We experience the cycle of water through the Earth's surface and the atmosphere in everyday life. Clouds build up in the sky. Precipitation falls as rain, hail or snow, seeps into the ground, fills seas, lakes and rivers. Under the influence of heat, the water evaporates again. The water vapour rises into the atmosphere, where it cools down, condenses, and forms new clouds or fog. However, the hydrological cycle of the Earth is not limited to the Earth's surface and atmosphere. Water also flows at great depths in the Earth's crust and mantle.

How does water penetrate deep into the ground?

At subduction zones, two tectonic plates move towards each other and collide. The lighter continental plate poses an obstacle for the approaching, heavier oceanic plate. As a result of the collision, the oceanic plate bends upwards - like a piece of paper pushed over a table top and up against an adjacent wall. In this bulge area, about 200 km off the coast, the upper part of the lithosphere is subjected to an extensional regime. The resulting tensional stress can cause faulting, and vertical offset of the pieces lead the front fragments to sink downwards towards the deep sea trench. These so-called bend-faults provide a pathway for marine sediments and sea water to enter the slab. In some subduction zones of the Earth, such as to the west of Nicaragua in Central America, these faults are very deep. They extend down into the mantle.
When the oceanic plate with its bend-faults descends further, it is progressively subjected to higher temperatures and pressures. Part of the water on the surface of the oceanic plate is only relatively loosely bound to clay minerals, the very fine-grained portion of the marine sediments. At shallow depths in the forearc of the subduction zone, this water is squeezed out of the plate and leaves the system. However, when the water in the deep faults of the subducting oceanic plate comes into contact with the earth mantle, chemical reactions produce stable, hydrous minerals. Olivine, the mineral that forms the main constituent of the mantle, reacts with water, generating the mineral serpentine. Serpentine withstands the rising temperatures and pressures associated with the subduction of the plate to depths of over 100 km. Only then does its crystal lattice become unstable. A portion of the water particles are extracted from the mineral and are released into the overlying mantle. Here, the water promotes melting of the mantle wedge. Magmas are generated, they rise towards the surface and lead to volcanism. The other part of the water is transported further down into greater depths. In this way, water also penetrates into areas of the mantle that are far away from a subduction zone.

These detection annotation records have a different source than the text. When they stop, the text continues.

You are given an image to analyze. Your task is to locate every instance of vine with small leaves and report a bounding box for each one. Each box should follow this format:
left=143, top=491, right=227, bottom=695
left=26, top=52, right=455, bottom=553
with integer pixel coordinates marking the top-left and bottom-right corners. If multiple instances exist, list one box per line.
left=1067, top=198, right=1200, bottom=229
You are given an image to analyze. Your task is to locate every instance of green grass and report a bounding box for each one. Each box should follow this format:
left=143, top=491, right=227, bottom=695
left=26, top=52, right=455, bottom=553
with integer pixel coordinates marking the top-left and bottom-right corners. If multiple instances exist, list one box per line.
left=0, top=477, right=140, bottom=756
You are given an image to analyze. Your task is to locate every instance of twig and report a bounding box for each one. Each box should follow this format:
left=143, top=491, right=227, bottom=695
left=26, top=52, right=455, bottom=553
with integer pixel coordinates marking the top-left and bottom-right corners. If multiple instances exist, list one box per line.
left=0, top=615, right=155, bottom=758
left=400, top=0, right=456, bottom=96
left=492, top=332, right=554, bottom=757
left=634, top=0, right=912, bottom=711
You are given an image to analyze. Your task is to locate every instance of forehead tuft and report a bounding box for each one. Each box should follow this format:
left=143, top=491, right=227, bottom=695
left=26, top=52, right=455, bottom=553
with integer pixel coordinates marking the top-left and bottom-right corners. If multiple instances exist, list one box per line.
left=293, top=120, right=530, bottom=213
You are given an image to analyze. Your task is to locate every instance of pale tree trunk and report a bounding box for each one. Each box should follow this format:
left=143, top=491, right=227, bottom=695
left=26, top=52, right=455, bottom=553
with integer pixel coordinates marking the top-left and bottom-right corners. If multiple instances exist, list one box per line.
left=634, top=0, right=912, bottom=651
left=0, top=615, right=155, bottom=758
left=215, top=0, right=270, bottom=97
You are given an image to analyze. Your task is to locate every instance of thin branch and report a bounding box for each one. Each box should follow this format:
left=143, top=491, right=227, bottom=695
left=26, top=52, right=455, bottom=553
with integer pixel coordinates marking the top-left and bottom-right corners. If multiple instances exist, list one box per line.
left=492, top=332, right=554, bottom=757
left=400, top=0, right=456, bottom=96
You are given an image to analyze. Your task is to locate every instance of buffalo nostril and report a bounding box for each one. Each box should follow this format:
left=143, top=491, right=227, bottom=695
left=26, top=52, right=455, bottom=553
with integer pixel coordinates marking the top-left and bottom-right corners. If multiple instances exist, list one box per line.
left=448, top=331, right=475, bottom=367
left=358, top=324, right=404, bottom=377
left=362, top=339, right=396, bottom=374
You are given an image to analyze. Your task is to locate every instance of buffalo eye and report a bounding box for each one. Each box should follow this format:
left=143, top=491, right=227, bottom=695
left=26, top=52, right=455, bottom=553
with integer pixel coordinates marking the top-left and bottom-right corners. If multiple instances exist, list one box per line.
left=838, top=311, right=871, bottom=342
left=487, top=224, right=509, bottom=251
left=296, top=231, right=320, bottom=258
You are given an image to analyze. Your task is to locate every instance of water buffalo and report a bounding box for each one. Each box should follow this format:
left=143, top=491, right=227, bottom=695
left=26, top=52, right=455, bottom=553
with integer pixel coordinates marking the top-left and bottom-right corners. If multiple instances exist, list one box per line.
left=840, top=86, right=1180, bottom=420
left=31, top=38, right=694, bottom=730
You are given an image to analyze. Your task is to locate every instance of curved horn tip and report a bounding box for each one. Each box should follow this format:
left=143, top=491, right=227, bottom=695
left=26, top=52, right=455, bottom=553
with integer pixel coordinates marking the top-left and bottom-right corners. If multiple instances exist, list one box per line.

What does the Earth's mantle have to do with life on earth?

Water is an incompatible component in the Earth's mantle. “Incompatible" in this context describes the chemical behaviour of a substance: its preference to reside in a particular material more than in another. In this case it means that the mantle endeavours to expel the water. When new magma forms in the mantle wedge, the water tends to accumulate in the melt rather than remaining in the mineral part of the mantle. It is then transported to the surface with the ascending magma, where it supplies the living world and becomes part of the water cycle on the Earth's surface. Through rain and rivers it flows back into the ocean. If a subduction zone with bend-faults is located beneath the ocean, part of it can be transported back into the deep system in a large-scale cycle. If the Earth's mantle did not behave as it does, there would be no life on Earth. The Earth's mantle permits the biosphere to be.